INDIANAPOLIS — Two Indiana senators who hail from LaGrange County are livid over passage of a bill that will strip state protections of wetlands.

On April 14, the Senate concurred with House changes made to the bill that removes most protections for state classified wetlands on a 31-19 vote that included Republican opposition to the measure.

Previously, all representatives serving the area of Northeast Indiana encompassing DeKalb, LaGrange, Noble and Steuben counties, all Republicans, voted against the bill. The only lawmaker to vote in favor of the bill from this area — which is rich in wetlands — was Sen. Dennis Kruse, R-Auburn.

Two native LaGrange County women who are on opposite sides of the political fence — Sens. Sue Glick, R-LaGrange, and Shelli Yoder, D-Bloomington, who is originally from Shipshewana — were adamantly opposed to the legislation and made their opinions known April 14 and 15.

The bill now heads to Gov. Eric Holcomb's desk. He has voiced opposition to the bill, but all it would take is a simple majority vote to override a possible veto.

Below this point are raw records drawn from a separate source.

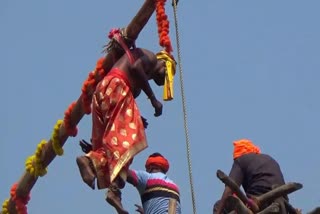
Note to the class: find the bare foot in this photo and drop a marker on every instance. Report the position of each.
(86, 171)
(114, 200)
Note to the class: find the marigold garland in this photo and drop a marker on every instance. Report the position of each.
(57, 148)
(5, 209)
(20, 202)
(70, 129)
(163, 26)
(90, 84)
(34, 164)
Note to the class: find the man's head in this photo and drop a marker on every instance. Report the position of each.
(244, 146)
(157, 163)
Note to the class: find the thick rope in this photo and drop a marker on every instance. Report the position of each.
(174, 4)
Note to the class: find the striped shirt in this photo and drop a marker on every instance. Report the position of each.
(156, 190)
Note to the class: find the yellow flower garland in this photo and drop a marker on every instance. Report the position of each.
(34, 163)
(5, 209)
(55, 139)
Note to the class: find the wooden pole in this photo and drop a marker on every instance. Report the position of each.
(132, 31)
(278, 192)
(236, 189)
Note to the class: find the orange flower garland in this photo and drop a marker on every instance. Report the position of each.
(20, 202)
(163, 26)
(90, 84)
(70, 129)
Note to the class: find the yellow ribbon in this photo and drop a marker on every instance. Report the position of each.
(169, 76)
(5, 209)
(57, 148)
(34, 164)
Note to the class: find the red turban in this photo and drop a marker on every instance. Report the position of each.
(158, 161)
(244, 146)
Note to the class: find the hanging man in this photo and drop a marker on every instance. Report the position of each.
(159, 194)
(117, 126)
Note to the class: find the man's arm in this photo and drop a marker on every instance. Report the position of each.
(237, 175)
(226, 193)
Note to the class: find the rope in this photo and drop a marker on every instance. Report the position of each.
(174, 4)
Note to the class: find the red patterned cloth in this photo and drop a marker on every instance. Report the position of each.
(117, 129)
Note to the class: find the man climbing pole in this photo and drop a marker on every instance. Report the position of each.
(117, 126)
(257, 173)
(159, 194)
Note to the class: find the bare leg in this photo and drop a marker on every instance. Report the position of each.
(114, 197)
(86, 171)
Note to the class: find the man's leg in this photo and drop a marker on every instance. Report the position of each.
(86, 171)
(113, 196)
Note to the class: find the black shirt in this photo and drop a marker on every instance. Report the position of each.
(257, 173)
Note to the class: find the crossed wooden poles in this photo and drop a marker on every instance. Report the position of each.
(238, 203)
(27, 181)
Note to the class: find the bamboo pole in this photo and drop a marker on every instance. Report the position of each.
(27, 181)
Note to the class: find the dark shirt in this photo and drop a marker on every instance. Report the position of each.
(257, 173)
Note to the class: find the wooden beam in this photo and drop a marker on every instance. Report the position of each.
(236, 189)
(27, 181)
(237, 205)
(277, 193)
(272, 208)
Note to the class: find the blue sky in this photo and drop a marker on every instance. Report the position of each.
(250, 70)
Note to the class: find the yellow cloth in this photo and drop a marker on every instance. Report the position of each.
(169, 76)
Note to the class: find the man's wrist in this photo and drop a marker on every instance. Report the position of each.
(151, 97)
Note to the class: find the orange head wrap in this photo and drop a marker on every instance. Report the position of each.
(156, 159)
(244, 146)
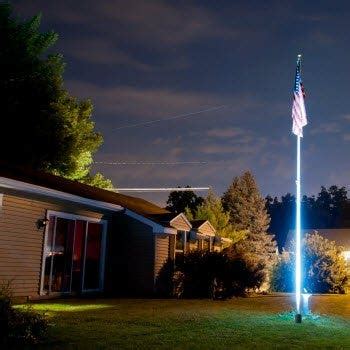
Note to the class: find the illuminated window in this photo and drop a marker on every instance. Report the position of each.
(206, 244)
(180, 242)
(347, 255)
(73, 257)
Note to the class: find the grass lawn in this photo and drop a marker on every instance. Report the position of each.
(262, 322)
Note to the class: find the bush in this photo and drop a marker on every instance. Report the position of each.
(324, 268)
(19, 326)
(213, 275)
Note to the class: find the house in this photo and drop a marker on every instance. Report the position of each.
(59, 237)
(341, 236)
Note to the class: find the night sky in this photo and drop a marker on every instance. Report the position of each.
(145, 60)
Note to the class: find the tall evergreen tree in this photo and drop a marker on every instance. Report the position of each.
(211, 209)
(178, 201)
(43, 126)
(247, 211)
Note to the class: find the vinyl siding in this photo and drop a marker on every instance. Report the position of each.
(162, 253)
(21, 242)
(133, 268)
(180, 224)
(206, 230)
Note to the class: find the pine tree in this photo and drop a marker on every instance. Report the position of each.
(247, 211)
(212, 210)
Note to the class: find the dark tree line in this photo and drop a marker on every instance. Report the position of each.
(329, 209)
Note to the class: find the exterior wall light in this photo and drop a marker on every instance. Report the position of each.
(41, 223)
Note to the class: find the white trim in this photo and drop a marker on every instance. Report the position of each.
(158, 229)
(46, 231)
(30, 188)
(184, 217)
(88, 219)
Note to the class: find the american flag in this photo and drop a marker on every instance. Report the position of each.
(298, 110)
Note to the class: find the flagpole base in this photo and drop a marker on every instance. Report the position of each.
(298, 318)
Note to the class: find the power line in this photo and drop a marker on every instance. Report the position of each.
(162, 189)
(168, 118)
(151, 163)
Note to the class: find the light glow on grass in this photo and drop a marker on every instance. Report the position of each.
(63, 307)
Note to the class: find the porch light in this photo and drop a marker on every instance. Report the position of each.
(41, 223)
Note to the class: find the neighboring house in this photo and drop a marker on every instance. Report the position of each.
(341, 236)
(202, 236)
(62, 237)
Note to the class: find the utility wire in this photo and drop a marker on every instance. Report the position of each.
(149, 163)
(168, 118)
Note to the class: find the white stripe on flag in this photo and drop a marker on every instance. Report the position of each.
(299, 113)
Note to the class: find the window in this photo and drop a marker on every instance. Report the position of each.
(206, 244)
(73, 255)
(180, 242)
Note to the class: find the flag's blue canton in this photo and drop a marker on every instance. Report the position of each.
(297, 78)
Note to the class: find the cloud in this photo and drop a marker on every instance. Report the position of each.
(225, 132)
(148, 103)
(326, 128)
(346, 137)
(151, 23)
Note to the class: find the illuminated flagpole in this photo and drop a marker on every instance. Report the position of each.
(299, 121)
(298, 233)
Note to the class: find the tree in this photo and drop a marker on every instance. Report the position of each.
(178, 201)
(326, 270)
(211, 209)
(324, 267)
(329, 209)
(247, 211)
(45, 128)
(282, 214)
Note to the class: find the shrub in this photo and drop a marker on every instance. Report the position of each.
(19, 326)
(202, 274)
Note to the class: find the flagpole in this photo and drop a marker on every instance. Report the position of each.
(298, 278)
(298, 237)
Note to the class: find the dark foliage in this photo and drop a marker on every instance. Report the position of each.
(213, 275)
(330, 209)
(247, 210)
(44, 127)
(178, 201)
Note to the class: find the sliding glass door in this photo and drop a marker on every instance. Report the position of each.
(73, 254)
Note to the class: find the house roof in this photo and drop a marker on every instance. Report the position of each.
(39, 178)
(203, 226)
(340, 235)
(197, 223)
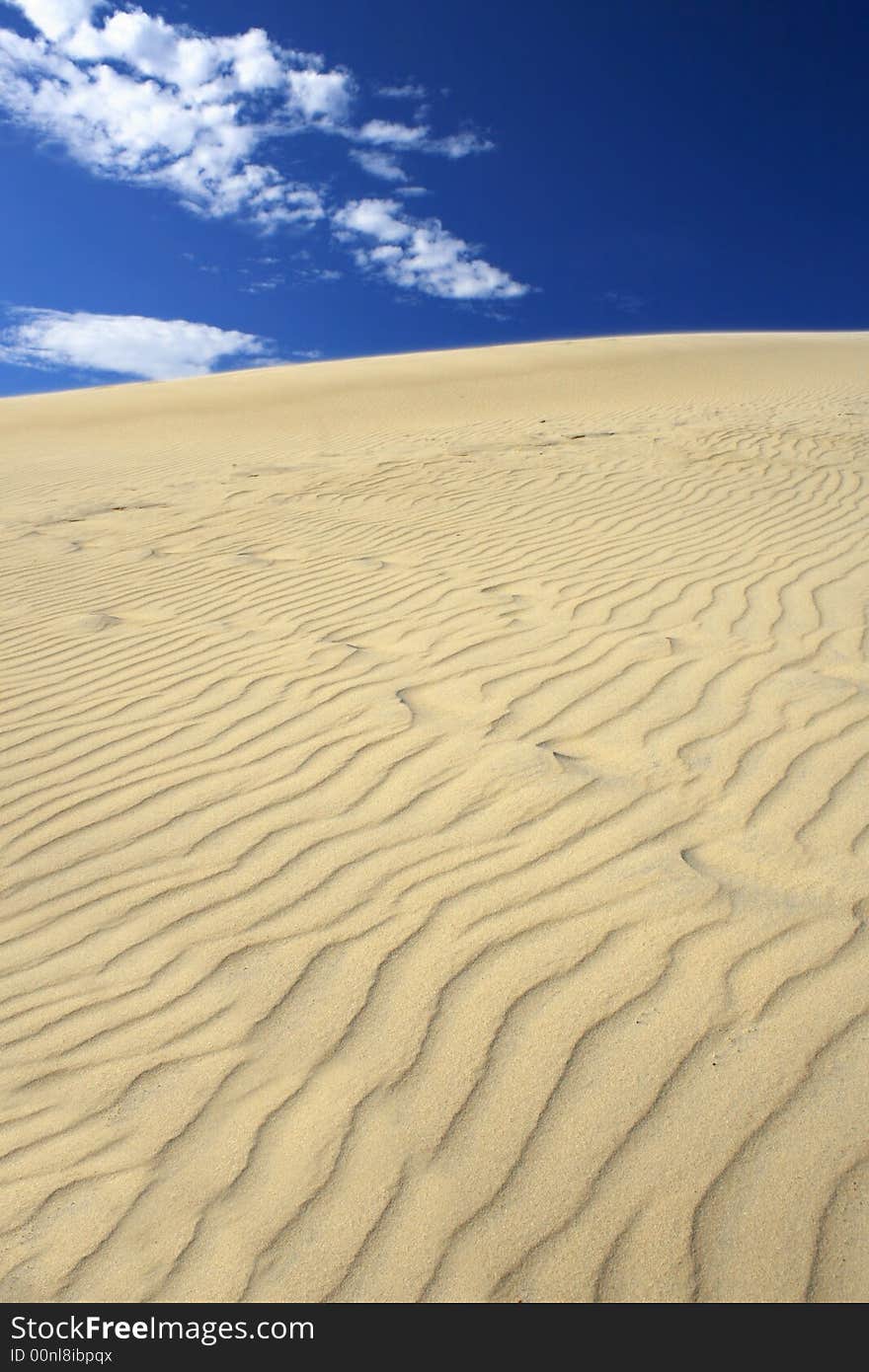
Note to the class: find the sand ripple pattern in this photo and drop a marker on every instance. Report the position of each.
(435, 833)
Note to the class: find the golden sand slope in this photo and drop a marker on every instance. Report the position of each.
(436, 829)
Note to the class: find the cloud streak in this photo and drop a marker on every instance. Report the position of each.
(134, 98)
(421, 254)
(122, 344)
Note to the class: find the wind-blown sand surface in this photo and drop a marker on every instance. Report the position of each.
(435, 829)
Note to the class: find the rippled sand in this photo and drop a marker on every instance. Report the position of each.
(435, 819)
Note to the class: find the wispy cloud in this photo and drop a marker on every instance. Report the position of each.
(122, 344)
(379, 164)
(419, 254)
(134, 98)
(409, 91)
(623, 301)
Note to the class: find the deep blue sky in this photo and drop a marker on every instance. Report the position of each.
(658, 166)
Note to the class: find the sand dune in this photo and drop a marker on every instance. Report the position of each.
(435, 829)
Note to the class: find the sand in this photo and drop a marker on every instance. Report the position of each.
(435, 820)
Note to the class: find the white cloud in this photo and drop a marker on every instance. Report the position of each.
(391, 133)
(421, 254)
(134, 98)
(409, 91)
(322, 95)
(53, 18)
(123, 344)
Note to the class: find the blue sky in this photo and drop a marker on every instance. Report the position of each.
(191, 187)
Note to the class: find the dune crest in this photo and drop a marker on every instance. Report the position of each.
(435, 830)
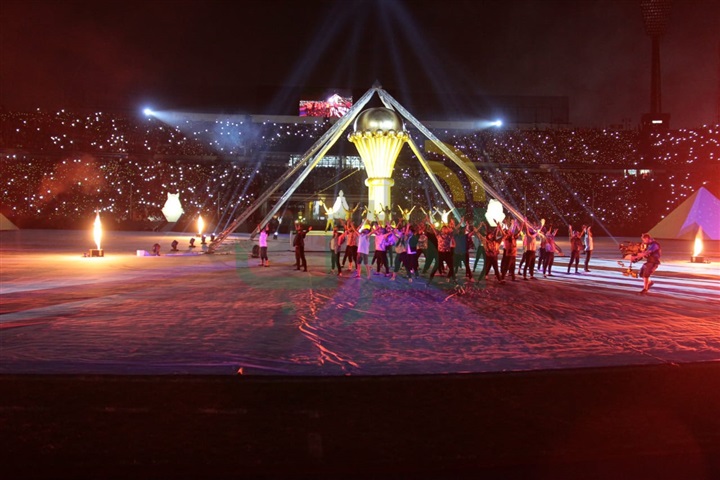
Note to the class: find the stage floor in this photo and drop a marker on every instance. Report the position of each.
(222, 314)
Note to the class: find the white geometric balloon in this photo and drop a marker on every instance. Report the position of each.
(173, 209)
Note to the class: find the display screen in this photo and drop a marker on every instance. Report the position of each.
(335, 106)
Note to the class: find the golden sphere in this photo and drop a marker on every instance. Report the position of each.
(378, 119)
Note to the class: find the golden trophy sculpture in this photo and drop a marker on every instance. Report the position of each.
(379, 135)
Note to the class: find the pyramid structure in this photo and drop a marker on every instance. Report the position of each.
(6, 224)
(316, 152)
(702, 209)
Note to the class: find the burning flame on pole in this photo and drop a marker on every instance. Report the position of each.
(698, 243)
(201, 225)
(97, 230)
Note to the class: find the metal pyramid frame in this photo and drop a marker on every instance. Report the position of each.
(316, 153)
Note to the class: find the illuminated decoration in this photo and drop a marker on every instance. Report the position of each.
(201, 225)
(173, 209)
(339, 207)
(495, 214)
(697, 248)
(379, 135)
(334, 107)
(698, 243)
(97, 236)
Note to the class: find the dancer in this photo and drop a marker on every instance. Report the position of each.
(509, 241)
(262, 241)
(491, 242)
(405, 214)
(446, 244)
(550, 249)
(351, 245)
(299, 244)
(589, 245)
(336, 243)
(652, 253)
(461, 254)
(576, 247)
(328, 215)
(530, 245)
(363, 249)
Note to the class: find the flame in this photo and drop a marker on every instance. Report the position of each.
(97, 230)
(698, 243)
(201, 225)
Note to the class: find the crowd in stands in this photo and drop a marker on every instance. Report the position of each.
(59, 168)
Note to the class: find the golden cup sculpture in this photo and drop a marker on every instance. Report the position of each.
(379, 135)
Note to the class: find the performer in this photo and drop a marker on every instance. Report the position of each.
(446, 244)
(349, 213)
(588, 243)
(262, 241)
(336, 242)
(340, 206)
(405, 213)
(328, 215)
(576, 246)
(652, 253)
(299, 244)
(444, 215)
(529, 245)
(509, 242)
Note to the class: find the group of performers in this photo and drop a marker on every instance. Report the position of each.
(401, 243)
(447, 247)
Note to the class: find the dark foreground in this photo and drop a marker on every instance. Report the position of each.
(628, 422)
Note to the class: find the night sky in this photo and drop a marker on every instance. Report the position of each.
(223, 56)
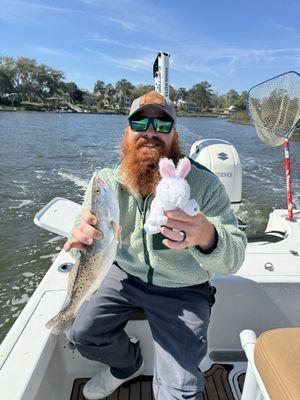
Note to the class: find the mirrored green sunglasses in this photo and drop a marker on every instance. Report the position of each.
(159, 124)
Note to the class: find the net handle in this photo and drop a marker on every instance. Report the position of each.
(287, 164)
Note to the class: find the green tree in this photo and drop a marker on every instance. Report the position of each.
(140, 90)
(74, 94)
(99, 88)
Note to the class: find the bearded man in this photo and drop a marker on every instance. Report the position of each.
(166, 275)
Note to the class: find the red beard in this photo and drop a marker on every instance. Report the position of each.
(139, 164)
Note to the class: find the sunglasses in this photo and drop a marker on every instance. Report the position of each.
(141, 124)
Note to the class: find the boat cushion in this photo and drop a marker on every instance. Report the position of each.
(277, 359)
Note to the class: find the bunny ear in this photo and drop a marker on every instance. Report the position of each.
(183, 167)
(166, 168)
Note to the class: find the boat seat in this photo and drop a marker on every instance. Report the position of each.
(138, 316)
(268, 237)
(277, 359)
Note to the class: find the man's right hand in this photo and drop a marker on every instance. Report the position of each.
(85, 233)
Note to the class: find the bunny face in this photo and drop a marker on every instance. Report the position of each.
(173, 193)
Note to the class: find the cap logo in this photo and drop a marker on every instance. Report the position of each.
(152, 98)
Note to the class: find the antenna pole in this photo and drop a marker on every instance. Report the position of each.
(161, 73)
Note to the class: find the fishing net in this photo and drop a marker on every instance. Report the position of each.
(274, 107)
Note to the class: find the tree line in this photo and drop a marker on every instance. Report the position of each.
(24, 80)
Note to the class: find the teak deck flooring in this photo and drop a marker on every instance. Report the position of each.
(216, 386)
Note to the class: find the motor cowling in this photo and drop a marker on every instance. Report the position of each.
(222, 158)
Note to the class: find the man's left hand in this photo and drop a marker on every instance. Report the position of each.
(195, 230)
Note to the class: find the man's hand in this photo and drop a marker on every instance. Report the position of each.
(84, 233)
(195, 230)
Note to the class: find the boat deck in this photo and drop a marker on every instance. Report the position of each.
(217, 386)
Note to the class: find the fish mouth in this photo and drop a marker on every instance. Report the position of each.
(151, 145)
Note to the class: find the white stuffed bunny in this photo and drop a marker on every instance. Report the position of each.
(172, 193)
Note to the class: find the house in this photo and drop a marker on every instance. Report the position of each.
(187, 105)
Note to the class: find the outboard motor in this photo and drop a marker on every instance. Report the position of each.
(223, 160)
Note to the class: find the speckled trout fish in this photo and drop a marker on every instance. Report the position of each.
(88, 272)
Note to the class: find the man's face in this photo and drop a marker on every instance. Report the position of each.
(162, 142)
(141, 152)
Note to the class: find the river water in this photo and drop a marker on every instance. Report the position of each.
(44, 155)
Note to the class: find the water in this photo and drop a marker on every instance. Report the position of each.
(44, 155)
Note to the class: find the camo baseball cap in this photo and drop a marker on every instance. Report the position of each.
(153, 99)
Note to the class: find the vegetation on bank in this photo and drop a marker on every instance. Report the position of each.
(28, 85)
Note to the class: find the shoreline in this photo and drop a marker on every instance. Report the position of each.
(41, 108)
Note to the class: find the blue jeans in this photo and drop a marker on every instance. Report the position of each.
(178, 318)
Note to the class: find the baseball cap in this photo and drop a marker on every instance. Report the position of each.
(155, 100)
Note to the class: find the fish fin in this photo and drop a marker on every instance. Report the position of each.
(119, 234)
(58, 324)
(72, 276)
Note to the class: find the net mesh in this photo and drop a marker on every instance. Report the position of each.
(274, 107)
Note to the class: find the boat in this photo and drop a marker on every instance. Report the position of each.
(263, 295)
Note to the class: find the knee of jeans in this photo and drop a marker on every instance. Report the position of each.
(162, 390)
(79, 334)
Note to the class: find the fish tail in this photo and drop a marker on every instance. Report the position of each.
(60, 323)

The wetlands bill, which has sparked bipartisan opposition within the Republican-dominated Legislature, would eliminate a 2003 law that requires the Indiana Department of Environmental Management to issue permits in a state-regulated wetland and end enforcement proceedings against landowners allegedly violating current law.

Two big concerns were roadblocks put up for farmers when it comes to repairing drainage tiles and impediments to developers who want to build houses and other structures.

Republican bill author Sen. Chris Garten and other sponsors maintain that vague language in the current state law, over-enforcement by state regulators and high mitigation fees that drive up housing costs prompted the drafting. They contend removal of state protections would help developers and grow the housing market.

"We did not want to affect the wetlands that had significant hydrologic function," Garten said April 14, noting that certain classifications of wetlands remain regulated. “But, unfortunately, (certain wetlands) are defined so ambiguously that we literally right now have an agency that’s running around classifying farm ground and broken drain tiles as wetland. That’s what we’re trying to address."

"The Indiana Isolated Wetlands Law was carefully crafted in 2003 to preserve the state's remaining wetlands that aren't federally protected. The Wetlands Law in its current form does not stop reconstruction of drains. It just has a permit process to ensure that wetlands are preserved to the extent possible and replaced when they can't be preserved," Yoder said April 14.

Glick was incredulous over the fact that people would farm or develop without respect for the environment and that this bill allows for wanton destruction of wetlands.

"There's no consideration, there's no being a steward of the environment. What ever happened to first do no harm," Glick said April 15.

The Republican governor allowed staff at the departments of natural resources and environmental management to oppose the bill in hearings in January. State regulatory officials argued that because wetlands provide water purification, habitat for wildlife and reduced flood risks, it’s critical they’re protected.

The pushback prompted lawmakers in the House to scale back the intended repeal last week, although the amended bill would still reduce wetland permitting regulations for croplands and ephemeral, or temporary, streams.

There were amendments offered by Rep. David Abbott, R-Rome City, that made the legislation more palatable to environmental groups, but those were removed from the bill April 12, prompting outcry from the many opposed to the legislation.

"They stripped most of those amendments out," Glick said.

The bill was additionally amended to be retroactive as of Jan. 1, meaning building projects in some wetland areas would no longer need permits. Fees currently required to be paid to state — as compensation for any harm those projects might cause to wetlands — would also be eliminated.

While Democratic lawmakers supported another provision added to the measure that would establish a task force to study wetland classifications, they the Legislature should instead wait for the task force’s recommendations before taking further legislative action. The task force remains as part of the bill.

"I think there's tremendous protections needed for our wetlands. They protect our lakes. They protect our water supply. I just want that protection in there. I'm all for balance. I'm all for reigning in regulation," Glick said.

As the law currently stands, Glick said, it will embolden developers to ignore what little protection for wetlands remain, other than federal protections.

"Before we began converting wetlands, there were over 5.6 million acres of wetlands in the state. By the late 1980s, over 4.7 million acres of wetlands had been lost  — wetlands now cover less than 4% of Indiana and we have lost over 80% of our state's wetlands. Indiana ranks 39th for overall water and air quality and these wetlands are natural water sanitation and drainage tools that we are haphazardly unregulating for destruction," Yoder said.

The proposal comes as President Joe Biden’s administration begins review of the previous administration’s rules like the Navigable Waters Protection Rule, which narrowed the definition of waterways that fall under federal protection.

The Associated Press contributed to this report.